- Location: Kaohsiung Cultural Center, Taiwan
- Hosted by: Tao Ching-Ying Patty Hou Lin Chi-ling

Television/radio coverage
- Network: Azio TV

= 16th Golden Melody Awards =

Taiwanese music award ceremony in 2005

The 16th Golden Melody Awards were held on 28 May 2005 at the Kaohsiung Cultural Center in Kaohsiung, Taiwan.

==Summary==
Sales of popular music had dropped more than 60 percent since its 1998 peak, leading to a few appeals during the night for people not to buy unlicensed goods.

Although Taiwanese singer Jay Chou started the evening with six nominations, he did not win in any of the categories.
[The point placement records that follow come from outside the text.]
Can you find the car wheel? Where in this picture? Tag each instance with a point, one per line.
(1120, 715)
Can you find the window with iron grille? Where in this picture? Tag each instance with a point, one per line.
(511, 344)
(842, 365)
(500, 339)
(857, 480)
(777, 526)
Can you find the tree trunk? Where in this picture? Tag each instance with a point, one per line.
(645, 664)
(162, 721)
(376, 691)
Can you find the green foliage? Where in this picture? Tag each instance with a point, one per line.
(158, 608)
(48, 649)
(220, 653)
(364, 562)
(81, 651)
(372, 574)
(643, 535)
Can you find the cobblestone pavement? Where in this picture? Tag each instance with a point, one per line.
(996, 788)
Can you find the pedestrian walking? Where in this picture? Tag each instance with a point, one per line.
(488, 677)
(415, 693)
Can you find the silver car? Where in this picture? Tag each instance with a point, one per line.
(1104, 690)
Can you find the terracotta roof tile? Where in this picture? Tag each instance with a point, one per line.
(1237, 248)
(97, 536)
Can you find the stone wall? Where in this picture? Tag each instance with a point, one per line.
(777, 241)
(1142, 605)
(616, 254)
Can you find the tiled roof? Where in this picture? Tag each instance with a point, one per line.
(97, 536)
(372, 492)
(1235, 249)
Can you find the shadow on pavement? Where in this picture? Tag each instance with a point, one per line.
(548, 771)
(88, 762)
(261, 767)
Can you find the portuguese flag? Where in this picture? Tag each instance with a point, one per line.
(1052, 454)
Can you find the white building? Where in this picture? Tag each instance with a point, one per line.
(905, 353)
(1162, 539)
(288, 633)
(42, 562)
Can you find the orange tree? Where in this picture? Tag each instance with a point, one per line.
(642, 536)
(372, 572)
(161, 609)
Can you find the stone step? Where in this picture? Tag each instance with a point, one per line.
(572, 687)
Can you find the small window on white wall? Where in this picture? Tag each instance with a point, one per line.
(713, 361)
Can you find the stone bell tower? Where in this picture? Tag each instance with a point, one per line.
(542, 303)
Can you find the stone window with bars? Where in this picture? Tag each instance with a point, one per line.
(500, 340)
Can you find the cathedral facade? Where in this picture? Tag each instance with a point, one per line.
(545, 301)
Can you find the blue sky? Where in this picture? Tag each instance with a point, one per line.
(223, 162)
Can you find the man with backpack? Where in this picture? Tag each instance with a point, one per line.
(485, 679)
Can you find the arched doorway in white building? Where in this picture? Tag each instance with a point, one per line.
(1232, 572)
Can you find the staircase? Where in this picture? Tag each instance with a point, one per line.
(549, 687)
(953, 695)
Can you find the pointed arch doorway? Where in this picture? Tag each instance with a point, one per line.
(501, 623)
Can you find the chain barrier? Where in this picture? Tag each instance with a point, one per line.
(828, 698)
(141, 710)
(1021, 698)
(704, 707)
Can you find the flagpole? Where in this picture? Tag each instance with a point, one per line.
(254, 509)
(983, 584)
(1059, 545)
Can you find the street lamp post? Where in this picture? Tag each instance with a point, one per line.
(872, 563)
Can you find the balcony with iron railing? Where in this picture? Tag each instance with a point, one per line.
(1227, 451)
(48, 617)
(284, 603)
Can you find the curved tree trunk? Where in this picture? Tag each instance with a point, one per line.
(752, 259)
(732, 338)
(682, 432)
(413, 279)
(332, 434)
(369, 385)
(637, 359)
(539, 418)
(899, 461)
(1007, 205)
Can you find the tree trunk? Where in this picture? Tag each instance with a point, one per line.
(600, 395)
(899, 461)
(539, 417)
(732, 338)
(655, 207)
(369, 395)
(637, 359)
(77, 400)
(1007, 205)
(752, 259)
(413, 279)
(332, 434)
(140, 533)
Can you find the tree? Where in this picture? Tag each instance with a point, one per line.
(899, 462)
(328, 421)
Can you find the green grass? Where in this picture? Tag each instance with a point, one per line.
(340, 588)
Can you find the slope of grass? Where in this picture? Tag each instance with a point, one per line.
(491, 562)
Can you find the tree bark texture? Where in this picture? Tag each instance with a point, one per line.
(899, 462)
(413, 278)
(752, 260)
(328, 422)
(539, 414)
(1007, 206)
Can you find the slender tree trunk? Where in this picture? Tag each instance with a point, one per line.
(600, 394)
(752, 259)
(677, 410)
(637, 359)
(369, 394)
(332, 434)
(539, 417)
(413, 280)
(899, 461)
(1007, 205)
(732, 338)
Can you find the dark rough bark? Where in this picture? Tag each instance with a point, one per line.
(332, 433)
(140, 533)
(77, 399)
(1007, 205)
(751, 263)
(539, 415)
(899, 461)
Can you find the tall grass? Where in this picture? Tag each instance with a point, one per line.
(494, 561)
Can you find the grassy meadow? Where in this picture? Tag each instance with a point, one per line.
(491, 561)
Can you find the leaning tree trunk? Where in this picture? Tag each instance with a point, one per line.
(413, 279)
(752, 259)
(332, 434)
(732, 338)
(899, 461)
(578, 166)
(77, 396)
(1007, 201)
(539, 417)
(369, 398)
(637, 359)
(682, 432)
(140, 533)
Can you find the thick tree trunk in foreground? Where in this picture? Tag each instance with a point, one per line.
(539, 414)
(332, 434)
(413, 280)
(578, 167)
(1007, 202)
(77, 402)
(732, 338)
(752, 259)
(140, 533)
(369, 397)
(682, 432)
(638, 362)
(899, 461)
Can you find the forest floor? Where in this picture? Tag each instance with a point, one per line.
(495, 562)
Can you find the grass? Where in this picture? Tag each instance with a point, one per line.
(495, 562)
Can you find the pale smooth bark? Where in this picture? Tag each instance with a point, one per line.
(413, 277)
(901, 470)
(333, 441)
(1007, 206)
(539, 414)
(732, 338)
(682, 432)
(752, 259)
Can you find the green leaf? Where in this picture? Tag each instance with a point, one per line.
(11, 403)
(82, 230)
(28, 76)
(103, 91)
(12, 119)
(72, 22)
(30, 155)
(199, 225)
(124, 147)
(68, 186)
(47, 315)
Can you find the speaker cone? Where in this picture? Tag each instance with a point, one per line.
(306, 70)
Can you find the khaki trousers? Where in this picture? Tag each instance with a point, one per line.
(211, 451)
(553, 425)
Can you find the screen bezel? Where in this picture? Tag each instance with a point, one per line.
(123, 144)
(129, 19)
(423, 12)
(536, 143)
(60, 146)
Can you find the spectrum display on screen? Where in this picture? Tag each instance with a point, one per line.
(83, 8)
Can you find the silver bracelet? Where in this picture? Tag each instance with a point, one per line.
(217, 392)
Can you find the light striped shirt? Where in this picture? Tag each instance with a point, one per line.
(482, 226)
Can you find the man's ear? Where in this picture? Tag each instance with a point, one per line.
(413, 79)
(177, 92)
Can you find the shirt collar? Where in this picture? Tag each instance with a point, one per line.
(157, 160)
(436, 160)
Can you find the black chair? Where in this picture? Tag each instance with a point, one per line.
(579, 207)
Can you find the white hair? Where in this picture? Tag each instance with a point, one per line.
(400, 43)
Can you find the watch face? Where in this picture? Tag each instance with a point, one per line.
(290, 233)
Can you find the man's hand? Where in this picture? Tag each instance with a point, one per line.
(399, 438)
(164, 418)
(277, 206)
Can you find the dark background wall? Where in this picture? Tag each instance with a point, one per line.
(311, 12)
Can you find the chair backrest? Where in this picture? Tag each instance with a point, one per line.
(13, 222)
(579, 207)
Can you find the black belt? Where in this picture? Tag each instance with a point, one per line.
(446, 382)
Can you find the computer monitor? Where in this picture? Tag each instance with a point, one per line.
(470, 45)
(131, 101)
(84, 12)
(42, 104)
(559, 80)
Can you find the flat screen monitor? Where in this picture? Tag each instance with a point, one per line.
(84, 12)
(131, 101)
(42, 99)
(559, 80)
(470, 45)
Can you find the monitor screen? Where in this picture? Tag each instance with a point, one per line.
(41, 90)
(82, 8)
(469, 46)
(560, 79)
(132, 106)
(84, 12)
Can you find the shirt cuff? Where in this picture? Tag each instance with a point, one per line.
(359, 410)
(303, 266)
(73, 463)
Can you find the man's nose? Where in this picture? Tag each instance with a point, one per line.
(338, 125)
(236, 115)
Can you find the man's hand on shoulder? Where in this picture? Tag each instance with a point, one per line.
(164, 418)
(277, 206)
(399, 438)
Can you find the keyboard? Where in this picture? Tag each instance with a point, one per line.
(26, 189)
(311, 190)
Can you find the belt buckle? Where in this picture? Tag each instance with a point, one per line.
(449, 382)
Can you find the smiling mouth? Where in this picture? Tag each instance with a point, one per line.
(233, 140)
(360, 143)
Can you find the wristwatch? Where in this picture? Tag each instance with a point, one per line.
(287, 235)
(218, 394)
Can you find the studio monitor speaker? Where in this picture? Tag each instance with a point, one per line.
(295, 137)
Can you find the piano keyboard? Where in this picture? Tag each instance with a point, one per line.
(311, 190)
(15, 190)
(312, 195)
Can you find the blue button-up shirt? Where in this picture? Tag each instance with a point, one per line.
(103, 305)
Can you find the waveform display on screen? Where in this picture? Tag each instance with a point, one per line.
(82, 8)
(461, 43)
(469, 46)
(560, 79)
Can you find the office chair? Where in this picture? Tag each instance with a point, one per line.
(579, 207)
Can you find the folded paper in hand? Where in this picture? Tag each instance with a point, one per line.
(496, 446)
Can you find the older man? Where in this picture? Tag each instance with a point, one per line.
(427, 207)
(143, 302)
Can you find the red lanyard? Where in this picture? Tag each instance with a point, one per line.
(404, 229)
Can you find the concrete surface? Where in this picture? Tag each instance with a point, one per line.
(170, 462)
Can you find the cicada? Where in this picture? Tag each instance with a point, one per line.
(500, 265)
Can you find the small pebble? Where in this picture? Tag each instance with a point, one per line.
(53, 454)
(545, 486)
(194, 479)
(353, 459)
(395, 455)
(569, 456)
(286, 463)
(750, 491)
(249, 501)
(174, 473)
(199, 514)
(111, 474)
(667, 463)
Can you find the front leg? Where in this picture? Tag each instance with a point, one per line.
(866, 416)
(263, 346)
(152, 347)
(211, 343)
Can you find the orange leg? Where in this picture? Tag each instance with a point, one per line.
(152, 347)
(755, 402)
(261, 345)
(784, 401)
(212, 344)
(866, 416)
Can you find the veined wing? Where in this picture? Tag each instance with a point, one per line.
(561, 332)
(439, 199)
During the presentation for the award of Best Male Mandarin Artist, Hong Kong actress Karen Mok could be heard announcing the winner as "Wang Lixing", combining the Chinese names for Leehom Wang (王力宏 (Wáng Lìhóng)) and Stanley Huang (黃立行 (黄立行, Huáng Lìxíng)). This mistake resulted in a confusion where Wang took the stage to receive the award without realizing that Mok had made the mistake. The actual award was meant for Huang, who was a relative newcomer compared to the more popular Wang. The mistake was partially blamed on Mok's Cantonese language background, which pronounces the two characters for "Wang" (王) and "Huang" (黃) as "Wong" with the same tone. The second character in both artist's names also had the same tone in Mandarin, complicating the process because the third part of the name was nearly drowned out by the audience. Wang won the award the following year at the 17th Golden Melody Awards.

===Special segments===
Leehom Wang and Jay Chou were interviewed and asked to comment on each other.

Chou also performed a medley piano battle with Nan Quan Mama group member Yuhao Zhan. The medley included segments from Prelude and Fugue No. 2 in C minor in Book 1 of Bach's Well-Tempered Clavier, a capriccio of Chou's song "Reverse Scales" (逆鱗 (nìlín)), and the theme song of Super Mario Bros.